About Us
Founding Executive Director
Jamel K. Donnor
The Fred Huby Memorial Professor of Education; Faculty Affiliate, Arts & Sciences and William & Mary Law School.
Jamel K. Donnor, Ph.D., is a social scientist in the School of Education at William & Mary with faculty affiliations in Arts & Sciences and William & Mary’s Law School. His areas of expertise include Education Policy, Constitutional Law, American Conservatism, U.S. Supreme Court Jurisprudence and Intercollegiate Athletics.
Professor Donnor has served as an expert rebuttal witness in Clark V. State Public Charter School Authority, one of the first anti-critical race theory lawsuits in the United States; and Emily Mais v. Albemarle County School Board, an anti-diversity lawsuit.
Professor Donnor draws upon political theory, legal history, and case law to examine questions that explore the relationship between law and racial inequality, and how the U.S. Supreme Court interacts with conservative ideology and right-wing movements in interpreting the Constitution.
Faculty Fellow
Amy Quark
Amy A. Quark is a Professor of Sociology at William & Mary. Quark is the William & Mary lead for The Local Black Histories Project, a community-university research collaboration in partnership with The Village Initiative, a grassroots, non-profit dedicated to educational equity. Through The Local Black Histories Project, faculty and students collaborate with the Black descendant community to interpret 20th century Black histories in the greater Williamsburg area.
Quark’s work on The Local Black Histories Project was recognized with the Plumeri Award for Faculty Excellence in 2022, the national Alpha Kappa Delta Social Justice Award in 2023 and the Sharpe Professorship for Civic Renewal and Entrepreneurship in 2024. More broadly, she is the author of an award-winning book and numerous research articles.
This short video demonstrates the impact of this project on students. The video is focused on our research for the digital exhibit, Life on the Reservation Community.
Postdoctoral Research Fellow
Joseph L. Boselovic
Joseph L. Boselovic '11 is a Postdoctoral Research Fellow at the Institute for the Study of Education, Democracy & Justice.
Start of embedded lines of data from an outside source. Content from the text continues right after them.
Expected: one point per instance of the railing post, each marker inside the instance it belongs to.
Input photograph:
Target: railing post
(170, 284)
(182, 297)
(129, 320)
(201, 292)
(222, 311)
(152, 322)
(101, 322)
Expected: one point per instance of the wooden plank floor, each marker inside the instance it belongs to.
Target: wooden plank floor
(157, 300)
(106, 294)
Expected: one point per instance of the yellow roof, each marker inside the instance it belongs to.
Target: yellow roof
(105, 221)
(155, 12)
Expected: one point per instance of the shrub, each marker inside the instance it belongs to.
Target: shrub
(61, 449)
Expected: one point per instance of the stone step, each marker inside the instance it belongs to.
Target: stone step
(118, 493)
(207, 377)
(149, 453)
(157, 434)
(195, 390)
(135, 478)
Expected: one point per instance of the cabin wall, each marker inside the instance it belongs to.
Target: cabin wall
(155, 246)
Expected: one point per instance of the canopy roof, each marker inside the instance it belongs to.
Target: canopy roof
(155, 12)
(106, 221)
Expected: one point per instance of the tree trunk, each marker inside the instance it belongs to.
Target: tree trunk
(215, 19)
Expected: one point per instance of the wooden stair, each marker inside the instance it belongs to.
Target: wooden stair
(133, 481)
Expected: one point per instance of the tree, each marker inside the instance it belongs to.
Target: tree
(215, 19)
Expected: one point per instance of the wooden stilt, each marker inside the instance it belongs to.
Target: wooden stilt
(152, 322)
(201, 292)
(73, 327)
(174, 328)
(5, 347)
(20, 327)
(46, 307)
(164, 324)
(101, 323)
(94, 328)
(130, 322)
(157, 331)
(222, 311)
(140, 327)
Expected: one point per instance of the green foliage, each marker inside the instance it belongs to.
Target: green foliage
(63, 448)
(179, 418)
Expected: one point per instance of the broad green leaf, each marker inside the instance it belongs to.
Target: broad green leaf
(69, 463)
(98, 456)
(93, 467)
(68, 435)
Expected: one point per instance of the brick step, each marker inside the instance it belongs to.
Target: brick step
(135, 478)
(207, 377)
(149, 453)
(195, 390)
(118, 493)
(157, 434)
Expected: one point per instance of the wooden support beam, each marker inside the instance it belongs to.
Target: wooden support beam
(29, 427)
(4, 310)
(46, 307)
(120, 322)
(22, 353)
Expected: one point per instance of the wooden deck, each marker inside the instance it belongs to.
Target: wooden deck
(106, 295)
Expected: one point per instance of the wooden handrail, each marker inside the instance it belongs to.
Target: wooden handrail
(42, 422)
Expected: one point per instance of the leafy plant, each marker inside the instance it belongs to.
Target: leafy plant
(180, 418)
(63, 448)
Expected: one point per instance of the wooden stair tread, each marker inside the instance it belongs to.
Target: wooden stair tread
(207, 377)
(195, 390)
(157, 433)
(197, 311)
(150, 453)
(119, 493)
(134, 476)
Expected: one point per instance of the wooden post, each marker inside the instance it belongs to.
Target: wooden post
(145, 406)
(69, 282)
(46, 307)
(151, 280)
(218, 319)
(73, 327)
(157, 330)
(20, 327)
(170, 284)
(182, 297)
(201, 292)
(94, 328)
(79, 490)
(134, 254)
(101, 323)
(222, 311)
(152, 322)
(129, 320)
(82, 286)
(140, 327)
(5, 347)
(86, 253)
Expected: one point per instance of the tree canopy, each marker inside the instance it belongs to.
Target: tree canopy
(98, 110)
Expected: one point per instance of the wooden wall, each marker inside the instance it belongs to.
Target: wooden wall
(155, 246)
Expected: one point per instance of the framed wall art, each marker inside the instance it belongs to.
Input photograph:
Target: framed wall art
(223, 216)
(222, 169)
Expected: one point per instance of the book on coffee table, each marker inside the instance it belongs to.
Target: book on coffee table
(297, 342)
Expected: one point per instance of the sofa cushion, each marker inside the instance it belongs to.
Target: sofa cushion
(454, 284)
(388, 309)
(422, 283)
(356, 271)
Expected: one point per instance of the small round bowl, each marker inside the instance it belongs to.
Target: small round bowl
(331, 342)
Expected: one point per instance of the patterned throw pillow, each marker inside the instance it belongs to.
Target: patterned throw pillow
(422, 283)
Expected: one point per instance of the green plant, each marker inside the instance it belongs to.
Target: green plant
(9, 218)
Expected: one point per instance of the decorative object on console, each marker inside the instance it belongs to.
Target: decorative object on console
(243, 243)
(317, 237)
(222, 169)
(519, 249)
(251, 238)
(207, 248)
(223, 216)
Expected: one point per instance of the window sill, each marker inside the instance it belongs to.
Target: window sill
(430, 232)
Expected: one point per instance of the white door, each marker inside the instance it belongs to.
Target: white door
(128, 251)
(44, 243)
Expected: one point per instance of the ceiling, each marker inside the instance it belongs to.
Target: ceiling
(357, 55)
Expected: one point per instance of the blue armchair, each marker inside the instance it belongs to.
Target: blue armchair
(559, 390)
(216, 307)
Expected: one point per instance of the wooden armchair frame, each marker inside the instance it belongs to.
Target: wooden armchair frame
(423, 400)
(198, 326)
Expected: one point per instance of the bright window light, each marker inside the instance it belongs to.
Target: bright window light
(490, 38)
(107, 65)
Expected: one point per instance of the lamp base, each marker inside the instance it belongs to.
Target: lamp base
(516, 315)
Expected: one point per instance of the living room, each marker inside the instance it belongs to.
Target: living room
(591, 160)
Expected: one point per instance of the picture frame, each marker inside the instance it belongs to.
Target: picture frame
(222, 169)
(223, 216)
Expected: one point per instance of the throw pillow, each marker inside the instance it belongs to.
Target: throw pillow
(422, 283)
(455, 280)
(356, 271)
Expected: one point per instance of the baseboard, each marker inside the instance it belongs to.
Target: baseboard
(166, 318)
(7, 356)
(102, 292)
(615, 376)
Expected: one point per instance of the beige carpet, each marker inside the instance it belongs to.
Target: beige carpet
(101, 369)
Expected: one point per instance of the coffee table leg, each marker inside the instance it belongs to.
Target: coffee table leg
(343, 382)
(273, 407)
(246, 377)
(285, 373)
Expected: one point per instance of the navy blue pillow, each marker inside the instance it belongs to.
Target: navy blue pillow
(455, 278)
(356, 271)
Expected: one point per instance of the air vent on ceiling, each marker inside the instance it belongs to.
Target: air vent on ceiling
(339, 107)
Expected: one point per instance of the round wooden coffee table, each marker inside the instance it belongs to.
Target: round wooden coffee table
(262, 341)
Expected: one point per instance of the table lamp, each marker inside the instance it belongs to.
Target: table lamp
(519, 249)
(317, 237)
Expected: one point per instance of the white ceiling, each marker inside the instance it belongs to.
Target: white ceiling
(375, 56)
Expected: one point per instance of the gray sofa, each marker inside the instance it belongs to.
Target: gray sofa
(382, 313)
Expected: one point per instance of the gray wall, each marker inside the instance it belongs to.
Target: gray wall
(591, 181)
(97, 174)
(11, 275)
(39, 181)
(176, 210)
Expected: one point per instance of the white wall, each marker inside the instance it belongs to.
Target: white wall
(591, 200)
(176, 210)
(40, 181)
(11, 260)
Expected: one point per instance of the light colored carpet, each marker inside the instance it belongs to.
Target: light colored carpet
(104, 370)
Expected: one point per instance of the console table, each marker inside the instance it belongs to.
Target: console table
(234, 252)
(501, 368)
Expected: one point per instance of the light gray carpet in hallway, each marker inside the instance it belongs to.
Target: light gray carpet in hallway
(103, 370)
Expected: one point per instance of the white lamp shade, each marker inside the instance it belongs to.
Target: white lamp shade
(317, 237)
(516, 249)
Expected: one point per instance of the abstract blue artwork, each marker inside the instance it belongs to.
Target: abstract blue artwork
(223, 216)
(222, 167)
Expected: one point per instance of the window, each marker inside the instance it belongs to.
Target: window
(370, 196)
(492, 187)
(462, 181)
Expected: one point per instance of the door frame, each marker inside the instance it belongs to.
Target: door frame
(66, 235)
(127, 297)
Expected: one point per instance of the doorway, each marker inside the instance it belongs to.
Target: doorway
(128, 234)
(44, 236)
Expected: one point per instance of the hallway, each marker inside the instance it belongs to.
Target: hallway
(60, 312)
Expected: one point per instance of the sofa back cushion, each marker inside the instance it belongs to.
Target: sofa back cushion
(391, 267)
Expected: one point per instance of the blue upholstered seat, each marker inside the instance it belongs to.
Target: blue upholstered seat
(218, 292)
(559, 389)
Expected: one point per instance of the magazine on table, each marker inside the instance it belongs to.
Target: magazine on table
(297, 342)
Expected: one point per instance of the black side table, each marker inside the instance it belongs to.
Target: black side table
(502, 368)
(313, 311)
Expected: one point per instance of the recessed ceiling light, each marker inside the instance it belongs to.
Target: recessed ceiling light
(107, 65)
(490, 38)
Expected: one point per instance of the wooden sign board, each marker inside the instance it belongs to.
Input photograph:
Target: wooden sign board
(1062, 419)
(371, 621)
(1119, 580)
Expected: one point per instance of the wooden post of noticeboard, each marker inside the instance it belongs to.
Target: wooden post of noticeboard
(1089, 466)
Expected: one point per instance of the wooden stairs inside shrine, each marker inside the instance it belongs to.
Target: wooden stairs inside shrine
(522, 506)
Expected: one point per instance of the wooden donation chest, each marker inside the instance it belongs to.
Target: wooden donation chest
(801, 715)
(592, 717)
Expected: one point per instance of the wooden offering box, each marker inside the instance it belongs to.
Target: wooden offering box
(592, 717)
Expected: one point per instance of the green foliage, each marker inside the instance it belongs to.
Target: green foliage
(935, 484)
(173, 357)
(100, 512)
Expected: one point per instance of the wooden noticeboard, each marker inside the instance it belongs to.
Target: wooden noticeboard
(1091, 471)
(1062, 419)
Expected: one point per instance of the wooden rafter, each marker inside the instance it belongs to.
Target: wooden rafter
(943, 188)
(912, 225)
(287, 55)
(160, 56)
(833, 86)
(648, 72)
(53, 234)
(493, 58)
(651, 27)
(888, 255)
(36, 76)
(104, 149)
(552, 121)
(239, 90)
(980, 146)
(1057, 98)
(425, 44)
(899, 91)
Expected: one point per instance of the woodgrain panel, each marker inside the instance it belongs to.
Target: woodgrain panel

Dr. Boselovic is a qualitative sociologist whose research examines the enduring nature of economic and racial segregation in American schooling with a specific focus on understanding the social contexts in which families choose schools.
His current work draws upon interviews to explore how low-income families chose and assessed schools within an experimental context in which they were provided with supports to move to lower-poverty neighborhoods with higher-performing schools. His research also explores how researchers, policymakers, and families of different economic and racialized backgrounds variably conceptualize ‘school quality’ and the implications of these different definitions for educational policy and social theory.
Chief Data Analyst
Jake Joseph
Jake Joseph is the Assistant Dean for Assessment, Accreditation and Accountability at the School of Education.